QUETTA, Pakistan – Police began investigations Friday to determine who ambushed a vehicle carrying government troops in southwestern Pakistan, killing seven soldiers and two police who were escorting them.
The troops were attacked just before midnight Thursday in Quetta, hours after a top U.S. official visited the city, considered a hide-out for the Taliban, police chief Rehmatullah Niazi said. Five soldiers were also wounded in the attack.
"It was an act of terrorism, but we don't know who was responsible," Niazi told The Associated Press. "We are clueless at this stage, but the attackers will soon be traced and arrested as we have opened investigations."
Niazi provided no further details. Abdul Razaq Bugti, a spokesman for the provincial government, said police detained two dozen men in connection with the shooting, although he said none was apparently involved in the attack.
"These people are from nationalist groups, and police rounded them up Friday," he said. "There is a strong possibility that associates from some nationalist group were involved."

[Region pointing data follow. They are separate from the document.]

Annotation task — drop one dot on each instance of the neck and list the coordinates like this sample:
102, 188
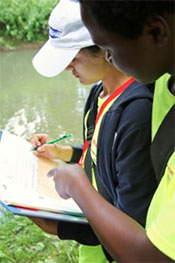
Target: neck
113, 81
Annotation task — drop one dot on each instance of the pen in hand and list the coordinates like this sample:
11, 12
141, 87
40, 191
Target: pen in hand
53, 141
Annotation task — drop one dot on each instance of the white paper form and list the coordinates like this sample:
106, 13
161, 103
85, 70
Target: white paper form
17, 164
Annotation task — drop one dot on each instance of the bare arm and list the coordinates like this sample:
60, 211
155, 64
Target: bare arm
123, 237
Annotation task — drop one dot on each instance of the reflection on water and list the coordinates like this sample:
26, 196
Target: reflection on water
31, 103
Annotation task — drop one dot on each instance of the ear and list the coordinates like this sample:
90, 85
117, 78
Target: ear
158, 29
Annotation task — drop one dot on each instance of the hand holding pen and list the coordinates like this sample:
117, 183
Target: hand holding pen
43, 146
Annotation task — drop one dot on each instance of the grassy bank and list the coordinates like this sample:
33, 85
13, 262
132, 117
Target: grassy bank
23, 22
21, 241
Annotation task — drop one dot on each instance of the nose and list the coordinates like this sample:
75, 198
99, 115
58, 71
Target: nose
108, 57
69, 67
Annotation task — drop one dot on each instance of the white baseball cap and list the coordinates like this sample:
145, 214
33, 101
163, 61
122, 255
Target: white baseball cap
67, 35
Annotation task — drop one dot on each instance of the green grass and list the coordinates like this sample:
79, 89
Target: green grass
21, 241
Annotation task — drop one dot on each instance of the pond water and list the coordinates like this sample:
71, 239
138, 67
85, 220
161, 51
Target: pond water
31, 103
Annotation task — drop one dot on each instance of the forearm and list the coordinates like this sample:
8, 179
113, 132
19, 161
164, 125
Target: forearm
49, 226
123, 237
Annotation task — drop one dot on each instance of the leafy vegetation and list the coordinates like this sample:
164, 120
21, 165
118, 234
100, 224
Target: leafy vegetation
21, 241
24, 21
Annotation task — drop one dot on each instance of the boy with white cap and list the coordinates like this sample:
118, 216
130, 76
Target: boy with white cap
70, 47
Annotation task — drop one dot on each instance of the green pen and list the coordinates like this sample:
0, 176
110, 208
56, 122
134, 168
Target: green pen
53, 141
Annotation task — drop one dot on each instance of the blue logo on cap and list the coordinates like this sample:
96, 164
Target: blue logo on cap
54, 33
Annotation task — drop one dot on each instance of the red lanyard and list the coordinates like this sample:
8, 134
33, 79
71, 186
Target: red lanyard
102, 108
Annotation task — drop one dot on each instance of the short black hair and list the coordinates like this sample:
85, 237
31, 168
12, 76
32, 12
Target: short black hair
126, 18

Baluchistan, of which Quetta is the capital, has experienced scores of attacks on military and government targets, most blamed on ethnic Baluch tribesmen and nationalist groups who are demanding that the central government grant more royalties and control over resources, such as natural gas, extracted from the province.
It has also seen serious sectarian violence and is used by Taliban militants to launch attacks across the border on Afghan and foreign troops.

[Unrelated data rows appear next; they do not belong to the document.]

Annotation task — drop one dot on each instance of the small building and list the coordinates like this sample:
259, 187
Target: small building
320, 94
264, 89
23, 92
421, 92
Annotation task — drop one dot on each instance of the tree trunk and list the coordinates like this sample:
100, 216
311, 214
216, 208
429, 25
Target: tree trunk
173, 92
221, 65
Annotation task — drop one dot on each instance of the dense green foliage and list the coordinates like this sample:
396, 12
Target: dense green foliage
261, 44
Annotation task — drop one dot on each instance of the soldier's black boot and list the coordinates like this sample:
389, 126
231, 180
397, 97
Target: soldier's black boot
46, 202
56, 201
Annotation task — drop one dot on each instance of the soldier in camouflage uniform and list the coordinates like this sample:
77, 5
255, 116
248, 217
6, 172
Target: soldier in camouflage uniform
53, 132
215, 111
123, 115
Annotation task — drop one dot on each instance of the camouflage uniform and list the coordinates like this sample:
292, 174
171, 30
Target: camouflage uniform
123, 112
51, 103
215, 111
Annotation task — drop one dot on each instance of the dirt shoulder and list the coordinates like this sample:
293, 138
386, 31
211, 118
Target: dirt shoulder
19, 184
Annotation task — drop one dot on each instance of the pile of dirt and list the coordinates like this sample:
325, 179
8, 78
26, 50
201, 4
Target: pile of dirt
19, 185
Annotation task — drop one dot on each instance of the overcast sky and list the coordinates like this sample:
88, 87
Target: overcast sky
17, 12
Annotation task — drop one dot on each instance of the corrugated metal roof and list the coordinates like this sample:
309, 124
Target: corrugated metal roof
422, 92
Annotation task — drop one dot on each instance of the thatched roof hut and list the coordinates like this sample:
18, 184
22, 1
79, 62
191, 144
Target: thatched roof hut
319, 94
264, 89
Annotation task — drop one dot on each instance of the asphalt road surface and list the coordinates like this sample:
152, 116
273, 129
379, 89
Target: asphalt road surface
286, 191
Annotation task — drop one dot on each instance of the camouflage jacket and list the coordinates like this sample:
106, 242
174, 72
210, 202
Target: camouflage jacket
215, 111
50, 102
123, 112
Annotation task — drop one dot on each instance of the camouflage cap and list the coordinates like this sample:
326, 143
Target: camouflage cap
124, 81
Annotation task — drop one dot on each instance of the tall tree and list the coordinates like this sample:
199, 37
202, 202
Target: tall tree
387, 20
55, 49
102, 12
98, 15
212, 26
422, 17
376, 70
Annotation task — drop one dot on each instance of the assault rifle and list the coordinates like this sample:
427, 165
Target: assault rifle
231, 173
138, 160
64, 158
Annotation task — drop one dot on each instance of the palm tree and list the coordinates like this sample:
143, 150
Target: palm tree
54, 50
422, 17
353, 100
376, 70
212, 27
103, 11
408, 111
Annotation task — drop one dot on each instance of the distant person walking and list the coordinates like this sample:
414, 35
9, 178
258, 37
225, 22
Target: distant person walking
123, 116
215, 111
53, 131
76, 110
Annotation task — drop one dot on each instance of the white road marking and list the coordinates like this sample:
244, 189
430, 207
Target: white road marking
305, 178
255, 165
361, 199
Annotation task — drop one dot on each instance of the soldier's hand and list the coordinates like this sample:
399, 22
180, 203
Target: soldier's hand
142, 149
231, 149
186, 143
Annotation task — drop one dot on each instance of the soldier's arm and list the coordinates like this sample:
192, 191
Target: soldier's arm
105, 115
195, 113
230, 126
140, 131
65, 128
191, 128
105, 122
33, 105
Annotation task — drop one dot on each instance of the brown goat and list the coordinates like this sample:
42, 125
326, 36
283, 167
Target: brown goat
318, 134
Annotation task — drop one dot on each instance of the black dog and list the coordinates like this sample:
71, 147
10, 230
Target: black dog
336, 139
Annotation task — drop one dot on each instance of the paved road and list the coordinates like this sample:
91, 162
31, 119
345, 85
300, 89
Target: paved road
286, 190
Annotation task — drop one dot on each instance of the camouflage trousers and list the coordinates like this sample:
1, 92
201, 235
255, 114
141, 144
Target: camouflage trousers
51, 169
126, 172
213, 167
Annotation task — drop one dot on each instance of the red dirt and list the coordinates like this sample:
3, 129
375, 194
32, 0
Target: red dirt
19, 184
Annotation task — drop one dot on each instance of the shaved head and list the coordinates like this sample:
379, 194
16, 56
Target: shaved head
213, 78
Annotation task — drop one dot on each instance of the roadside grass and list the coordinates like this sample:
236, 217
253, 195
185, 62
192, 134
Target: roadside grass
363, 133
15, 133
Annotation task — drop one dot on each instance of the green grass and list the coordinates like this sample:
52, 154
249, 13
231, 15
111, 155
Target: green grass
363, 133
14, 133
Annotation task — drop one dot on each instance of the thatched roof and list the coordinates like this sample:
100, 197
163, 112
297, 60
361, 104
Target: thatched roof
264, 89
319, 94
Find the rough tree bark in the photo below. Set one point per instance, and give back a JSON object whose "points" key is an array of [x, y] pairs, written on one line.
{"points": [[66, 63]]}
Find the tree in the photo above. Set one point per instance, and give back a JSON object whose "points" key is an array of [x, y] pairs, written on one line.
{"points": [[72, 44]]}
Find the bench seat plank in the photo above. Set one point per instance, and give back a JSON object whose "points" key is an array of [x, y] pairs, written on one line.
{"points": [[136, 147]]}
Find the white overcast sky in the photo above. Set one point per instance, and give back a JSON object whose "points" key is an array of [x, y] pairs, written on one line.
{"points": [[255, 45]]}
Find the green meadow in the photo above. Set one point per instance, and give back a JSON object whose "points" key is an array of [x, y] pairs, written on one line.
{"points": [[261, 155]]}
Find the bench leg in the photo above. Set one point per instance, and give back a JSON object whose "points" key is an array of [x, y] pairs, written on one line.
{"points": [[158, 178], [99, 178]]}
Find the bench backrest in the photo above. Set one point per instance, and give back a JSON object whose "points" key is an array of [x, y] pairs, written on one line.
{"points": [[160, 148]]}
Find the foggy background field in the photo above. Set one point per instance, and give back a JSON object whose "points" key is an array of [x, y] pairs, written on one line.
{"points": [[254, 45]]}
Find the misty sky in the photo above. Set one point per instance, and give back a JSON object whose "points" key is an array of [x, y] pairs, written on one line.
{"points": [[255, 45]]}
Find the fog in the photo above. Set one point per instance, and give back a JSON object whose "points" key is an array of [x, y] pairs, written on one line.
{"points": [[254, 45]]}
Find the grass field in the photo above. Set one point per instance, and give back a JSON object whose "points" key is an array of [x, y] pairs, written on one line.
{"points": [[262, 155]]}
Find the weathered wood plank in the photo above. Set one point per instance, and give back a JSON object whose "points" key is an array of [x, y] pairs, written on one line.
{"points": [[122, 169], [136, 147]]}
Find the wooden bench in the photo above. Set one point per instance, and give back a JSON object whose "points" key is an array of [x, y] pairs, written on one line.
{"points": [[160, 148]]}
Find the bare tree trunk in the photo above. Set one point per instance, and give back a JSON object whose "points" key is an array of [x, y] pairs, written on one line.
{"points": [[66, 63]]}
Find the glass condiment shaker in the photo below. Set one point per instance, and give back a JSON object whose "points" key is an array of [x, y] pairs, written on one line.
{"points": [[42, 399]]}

Pakistan, a key ally of the United States in its war on terror, is under increasing pressure from Washington and Kabul to help contain the growing violence in Afghanistan, where U.S. forces have been operating since late 2001.
Yousaf told Boucher that Al Qaeda chief Usama bin Laden and Taliban chief Mullah Omar were not hiding in the region, a government statement said.
President Gen. Pervez Musharraf has angrily rejected claims by Afghan President Hamid Karzai that Omar was living in Quetta, insisting that the Taliban leader was in Afghanistan's neighboring Kandahar province, directing the insurgency.
However, Pakistani authorities captured former Taliban Defense Minister Mullah Obaidullah Akhund in Quetta in March.
U.S. Deputy Secretary of State John Negroponte joined Boucher in Pakistan on Friday for talks with Pakistani leaders expected to touch on a judicial crisis clouding Musharraf's plans to extend his eight-year rule as well as Pakistan's role in combating the Taliban and Al Qaeda.